Among those who went were Kelly Wilson, a sophomore studying chemical engineering, who serves as secretary for the group, and James Nusrala, an engineer with the state Department of Environmental Quality.

"It was a very productive and rewarding visit. We really got to meet the entire community," Nusrala said.

"It was a chance to get to know the community and what they wanted for themselves and what we could do to help," according to Wilson.

In addition to providing engineering students with field experience, the El Salvador Water Project helps promote social consciousness, Edwardsen said.
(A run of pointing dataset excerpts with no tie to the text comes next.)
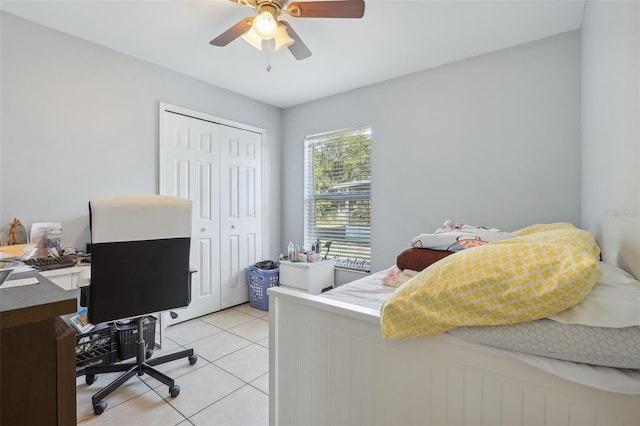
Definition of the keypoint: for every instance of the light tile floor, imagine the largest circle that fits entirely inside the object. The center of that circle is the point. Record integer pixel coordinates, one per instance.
(228, 385)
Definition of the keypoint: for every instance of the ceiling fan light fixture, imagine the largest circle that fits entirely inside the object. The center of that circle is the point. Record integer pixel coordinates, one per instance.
(266, 24)
(253, 38)
(282, 38)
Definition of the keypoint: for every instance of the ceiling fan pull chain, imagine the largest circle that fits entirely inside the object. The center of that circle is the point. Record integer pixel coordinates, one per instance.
(268, 55)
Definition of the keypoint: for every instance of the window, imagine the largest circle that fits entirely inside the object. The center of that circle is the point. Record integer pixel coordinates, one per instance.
(338, 196)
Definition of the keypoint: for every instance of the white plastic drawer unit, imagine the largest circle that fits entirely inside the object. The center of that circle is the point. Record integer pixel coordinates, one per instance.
(309, 277)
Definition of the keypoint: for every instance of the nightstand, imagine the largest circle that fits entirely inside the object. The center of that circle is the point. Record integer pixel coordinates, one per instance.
(310, 277)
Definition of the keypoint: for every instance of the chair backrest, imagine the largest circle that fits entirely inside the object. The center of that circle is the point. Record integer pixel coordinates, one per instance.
(139, 255)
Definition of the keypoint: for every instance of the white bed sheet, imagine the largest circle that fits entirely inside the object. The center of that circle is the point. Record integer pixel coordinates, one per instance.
(369, 292)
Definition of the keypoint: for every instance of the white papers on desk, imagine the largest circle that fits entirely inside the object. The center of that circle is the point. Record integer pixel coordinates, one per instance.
(18, 251)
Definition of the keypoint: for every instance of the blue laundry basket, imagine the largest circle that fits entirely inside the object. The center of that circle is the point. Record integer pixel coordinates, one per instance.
(259, 280)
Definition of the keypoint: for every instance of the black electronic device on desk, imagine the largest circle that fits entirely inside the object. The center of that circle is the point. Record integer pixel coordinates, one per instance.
(47, 263)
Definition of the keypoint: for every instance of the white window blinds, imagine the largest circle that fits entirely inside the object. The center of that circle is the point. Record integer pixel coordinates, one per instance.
(338, 196)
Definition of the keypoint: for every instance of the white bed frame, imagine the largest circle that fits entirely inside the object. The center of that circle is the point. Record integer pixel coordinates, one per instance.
(329, 365)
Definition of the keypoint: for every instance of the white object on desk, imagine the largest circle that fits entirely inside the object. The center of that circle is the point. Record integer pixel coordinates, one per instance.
(69, 278)
(19, 282)
(310, 277)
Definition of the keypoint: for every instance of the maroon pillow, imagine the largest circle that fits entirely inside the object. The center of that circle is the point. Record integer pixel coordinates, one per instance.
(419, 258)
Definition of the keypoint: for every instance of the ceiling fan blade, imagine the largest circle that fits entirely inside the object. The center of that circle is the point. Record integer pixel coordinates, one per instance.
(232, 33)
(250, 3)
(299, 50)
(327, 9)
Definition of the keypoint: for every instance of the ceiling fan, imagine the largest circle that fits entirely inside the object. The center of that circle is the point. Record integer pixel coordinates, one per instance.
(265, 25)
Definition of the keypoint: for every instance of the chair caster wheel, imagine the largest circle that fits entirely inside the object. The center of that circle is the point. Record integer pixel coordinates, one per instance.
(89, 379)
(174, 391)
(99, 407)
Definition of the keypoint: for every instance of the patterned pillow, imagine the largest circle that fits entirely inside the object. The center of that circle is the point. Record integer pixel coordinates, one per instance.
(489, 285)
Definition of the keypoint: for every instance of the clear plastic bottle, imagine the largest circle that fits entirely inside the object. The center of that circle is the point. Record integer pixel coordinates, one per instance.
(290, 251)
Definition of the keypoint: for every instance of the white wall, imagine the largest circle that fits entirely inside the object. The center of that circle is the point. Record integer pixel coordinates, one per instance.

"We're promoting culturally and internationally aware engineering students who will use their technical knowledge to address global development issues," she said.

IF YOU GO

WHAT: "Clean H2O: From Corvallis to El Salvador," a banquet benefiting OSU's El Salvador Water Project

WHO: OSU chapter of Engineers Without Borders

WHEN: 6 to 8:30 p.m. Friday

WHERE: OSU Memorial Union Ballroom, 2501 S.W. Jefferson Way

TICKETS: $50; to reserve a seat, contact Kelly Wilson at wilsonke@engr.

ETC.: The event will feature an authentic Salvadoran meal, music, a silent auction of pieces donated by local artists and a keynote address by Mario Magaña, a native Salvadoran and OSU engineering professor.